ATSC to Amend RP for CALM
WASHINGTON: There’s more to say about CALM, regulators have decided. The Federal Communications Commission has extended the deadline to reply to comments on its CALM Act docket for the second time. Replies are now due Aug. 1.
The extension request was filed by the Advanced Television Systems Committee, which developed the recommended technical practice for implementing CALM, the Commercial Advertisement Loudness Mitigation Act. Congress passed the law last year in reaction to the sometimes jarring disparity between program and ad audio.
The ATSC, in requesting the extension, told the FCC it had considered the adoption of an amendment to A/85, it’s recommended practice. The amendment, Annex K, addresses loudness management for audio systems that don’t use the AC-3, Dolby Digital codec. The ATSC said Annex K would be published on its website on July 26.
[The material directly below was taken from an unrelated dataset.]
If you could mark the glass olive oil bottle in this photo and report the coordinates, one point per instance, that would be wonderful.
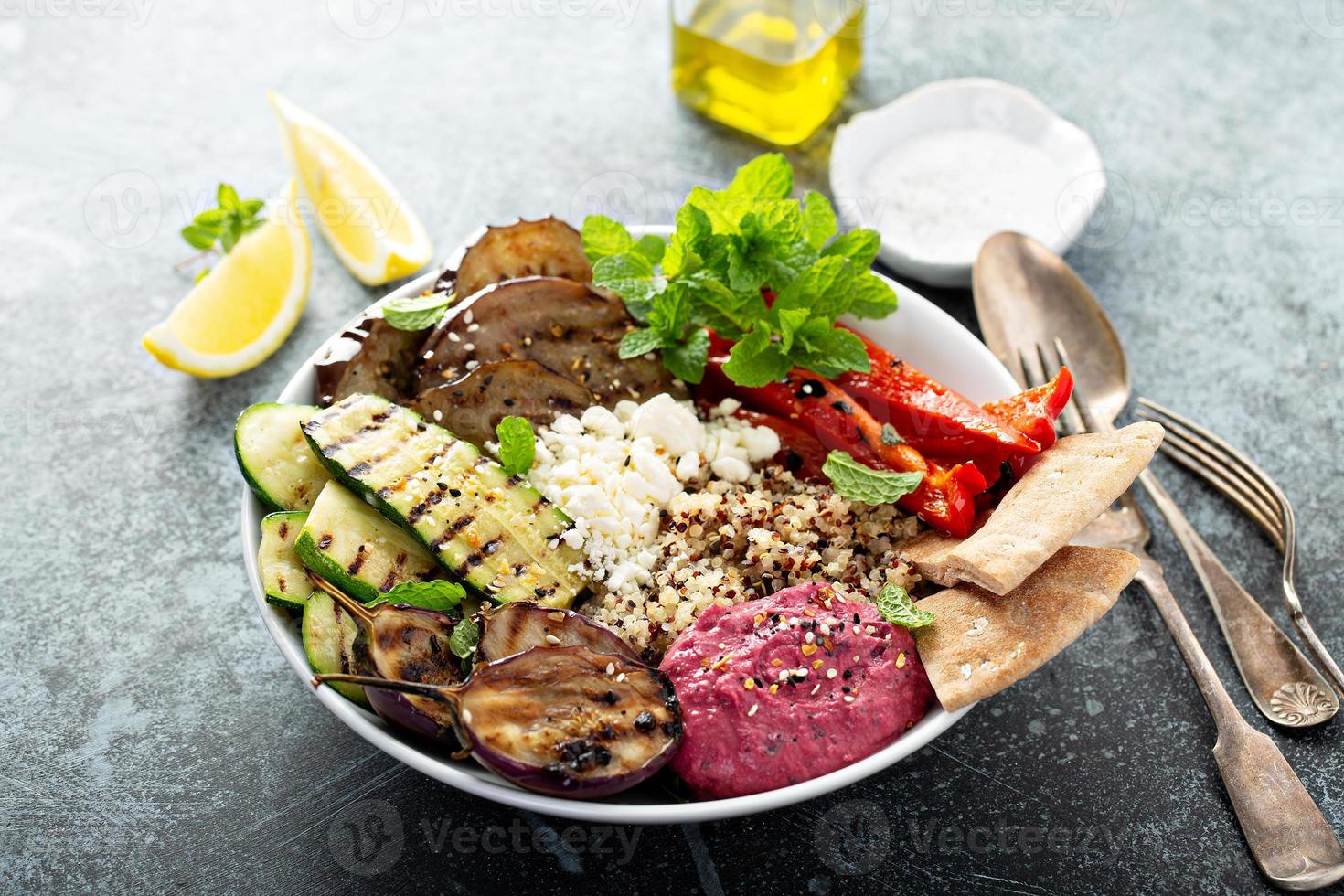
(774, 69)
The FCC issued its Notice of Proposed Rulemaking on CALM in late May. Comments were due July 5; replies, July 18. The commission extended both by three days at the request of the cable industry. The National Cable and Telecommunications Association had its convention during the comment period and noted the first deadline was right after the high-summer holiday.
The cable industry contends that the FCC’s implementation of CALM puts too much responsibility on program distributors. The NCTA’s filing noted that a large cable operator conceivably carries millions of local and national commercials “each week, or even each day.” It would be impossible to monitor each channel for CALM compliance, the NCTA said.
“In addition to the impossibility of installing monitoring and measuring equipment, programming contracts often prohibit an operator from adjusting the audio in the digital network’s feed,” the group’s filing said. “...Even if they could, it would make no sense to require them to do so. It would be unnecessary and wasteful to require all 7,500 cable systems to acquire redundant equipment to check the identical network program feed.”
The NCTA asked for the inclusion of a “safe harbor” clause for distributors who make a reasonable effort to comply with regulations. For those who don’t qualify for safe harbor, the NCTA said the FCC should allow them to show “compliance through a variety of alternate means,” such as relying on certification from networks.
The NCTA is a bit dodgy as well on the FCC’s proposal to rely on customer complaints to enforce CALM.
“The commission should make clear that a customer’s simple belief that a commercial is loud is insufficient to find a violation of the rule or to trigger a process of investigation,” the NCTA said. “The FCC should establish a threshold that has to be met before [it] sends a complaint to a cable operator for formal response.”
Another concern mentioned in the NCTA filing involved coverage of non-Dolby Digital systems, which the ATSC’s reply is now addressing. Finally, the cable lobby asked that smaller systems be granted financial hardship waivers. It ask that independent systems with fewer than 15,000 subscribers be exempted from the rules.
The law requires the FCC to adopt final rules governing TV audio by Dec. 15.